Rafaelsen loves the view: "It's a very nice view, especially in the summer when you have the midnight sun is not going down in the horizon. You can see the sun all 24 hours."
But he thinks there's more than that on the horizon.
The Arctic is warming faster than anywhere on the planet. While the melting sea ice has alarmed scientists and residents, newly accessible waterways mean commercial ships are increasingly plowing along polar lanes.
"Now you can go from Asia to Europe through the Northern Sea Route. And the ice is decreasing. And so Kirkenes is the first western harbor you meet when you start from Shanghai and go along the Russian sub-Siberian coast," says Rafaelsen.

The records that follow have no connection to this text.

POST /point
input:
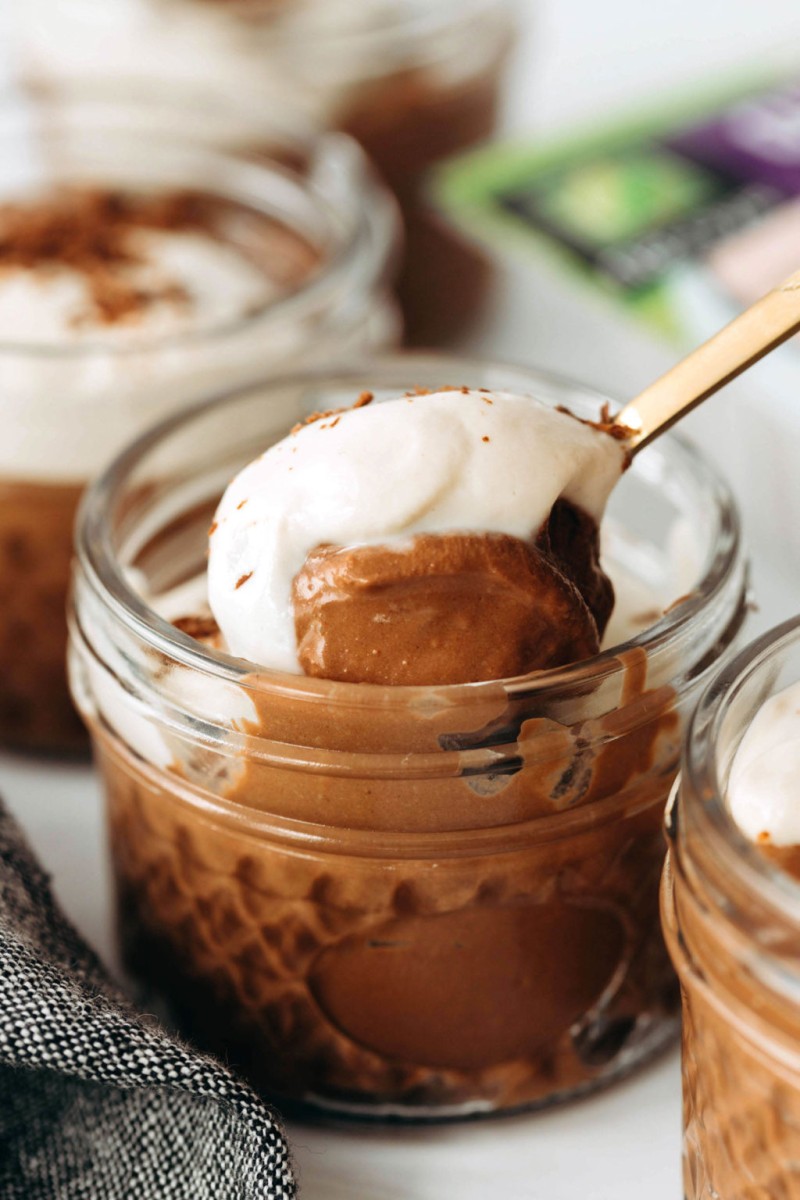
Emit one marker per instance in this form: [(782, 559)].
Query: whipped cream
[(764, 783), (301, 57), (214, 283), (453, 461)]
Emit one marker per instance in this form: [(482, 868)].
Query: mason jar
[(732, 922), (312, 216), (402, 901), (414, 81)]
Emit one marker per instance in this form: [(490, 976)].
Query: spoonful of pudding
[(445, 538)]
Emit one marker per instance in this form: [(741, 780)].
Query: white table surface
[(582, 59)]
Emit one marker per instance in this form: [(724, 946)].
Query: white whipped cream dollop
[(212, 283), (764, 783), (453, 461)]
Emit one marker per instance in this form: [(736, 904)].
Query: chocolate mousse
[(383, 616), (738, 961), (95, 285), (450, 937)]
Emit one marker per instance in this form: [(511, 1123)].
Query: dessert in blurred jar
[(400, 855), (413, 81), (732, 918), (133, 279)]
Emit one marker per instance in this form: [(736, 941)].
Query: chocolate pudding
[(107, 270), (413, 81), (398, 897), (731, 918)]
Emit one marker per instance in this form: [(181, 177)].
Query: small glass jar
[(68, 406), (732, 922), (413, 81), (394, 901)]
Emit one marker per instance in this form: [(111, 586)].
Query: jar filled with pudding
[(414, 81), (732, 918), (139, 269), (384, 783)]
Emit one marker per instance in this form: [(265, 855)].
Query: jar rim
[(703, 787), (372, 233), (97, 561)]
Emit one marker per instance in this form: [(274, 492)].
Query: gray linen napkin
[(97, 1102)]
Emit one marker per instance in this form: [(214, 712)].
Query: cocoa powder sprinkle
[(89, 232)]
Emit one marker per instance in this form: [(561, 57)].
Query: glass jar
[(394, 901), (732, 922), (414, 81), (324, 228)]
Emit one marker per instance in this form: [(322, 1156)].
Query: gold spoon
[(744, 341)]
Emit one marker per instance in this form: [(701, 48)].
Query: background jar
[(732, 922), (410, 901), (67, 407), (414, 81)]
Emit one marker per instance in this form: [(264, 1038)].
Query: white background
[(582, 60)]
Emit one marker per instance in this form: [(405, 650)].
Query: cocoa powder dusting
[(89, 232)]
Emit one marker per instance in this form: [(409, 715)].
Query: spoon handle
[(744, 341)]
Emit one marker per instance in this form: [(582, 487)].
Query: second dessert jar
[(137, 270), (396, 901)]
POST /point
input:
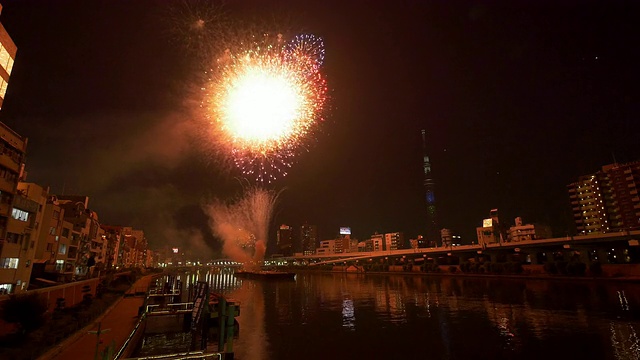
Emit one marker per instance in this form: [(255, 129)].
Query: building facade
[(285, 240), (8, 52), (607, 200), (309, 239)]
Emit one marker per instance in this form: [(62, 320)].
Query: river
[(363, 316)]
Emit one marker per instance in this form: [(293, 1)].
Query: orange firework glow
[(266, 101)]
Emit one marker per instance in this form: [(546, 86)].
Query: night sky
[(518, 98)]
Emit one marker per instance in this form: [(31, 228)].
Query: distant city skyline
[(518, 101)]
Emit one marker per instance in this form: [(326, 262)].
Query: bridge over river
[(615, 247)]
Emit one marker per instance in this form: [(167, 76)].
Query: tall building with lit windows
[(8, 52), (12, 151), (607, 200), (309, 238), (433, 231), (285, 240)]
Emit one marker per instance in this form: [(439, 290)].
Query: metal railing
[(170, 308)]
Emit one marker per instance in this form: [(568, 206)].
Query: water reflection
[(364, 316)]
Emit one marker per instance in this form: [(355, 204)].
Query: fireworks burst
[(266, 98)]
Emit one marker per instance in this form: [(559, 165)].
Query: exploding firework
[(243, 225), (265, 98)]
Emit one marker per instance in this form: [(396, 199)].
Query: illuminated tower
[(433, 233)]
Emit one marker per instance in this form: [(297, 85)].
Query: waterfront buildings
[(394, 241), (12, 151), (490, 233), (607, 200), (285, 240), (8, 52), (308, 238), (522, 232)]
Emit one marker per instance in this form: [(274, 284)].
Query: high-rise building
[(607, 200), (394, 241), (433, 232), (309, 239), (285, 240), (12, 151), (8, 52)]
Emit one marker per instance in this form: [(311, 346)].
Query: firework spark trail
[(266, 98), (243, 226)]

To leverage this, Rafaelsen wants to turn his tiny town into a major logistical hub, including a massive port and train line to Finland. He is courting Chinese investors to help carry out the projects.
That could place NATO ally Norway on the map of China's "Polar Silk Road" plan for ships voyaging across the Arctic — if Rafaelsen's port and rail dream ever comes true.
Residents and officials have questioned the commercial and environmental viability of the mayor's big idea, as well as raising concerns about his overtures to China. Yet some Norwegian businesses say they're on board.
10 trains each day
Kirkenes' economy has traditionally relied on fishing and iron-ore mining, and it has become a tourist destination. Travelers can jump on the Hurtigruten, a popular coastal cruiser that meanders through fjords down to Norway's southern city of Bergen.
Rafaelsen says a logistical hub would provide a huge boost for Kirkenes' economy.
He envisions building a massive new container terminal and a 300-mile railway to the city of Rovaniemi in neighboring Finland, which would key to moving cargo into Western Europe.
His aspirations may sound wildly high: "Our plan is that you should [have] 10 trains from Kirkenes every day ... and we should handle about 1 million containers [per year]," he says.
The municipality has given a green light for a new, bigger harbor, but it doesn't have the money to build it. (The price tag is unclear.) The Norwegian government drew up a concept study for a mega-port for the area. That idea is on hold amid doubts that there would be enough cargo to warrant the cost.
An Arctic railway, meanwhile, would need buy-in from the Norwegian and Finnish governments. A binational working group study concluded in late 2018 that the project, estimated to cost more than $3 billion, will not be "financially feasible."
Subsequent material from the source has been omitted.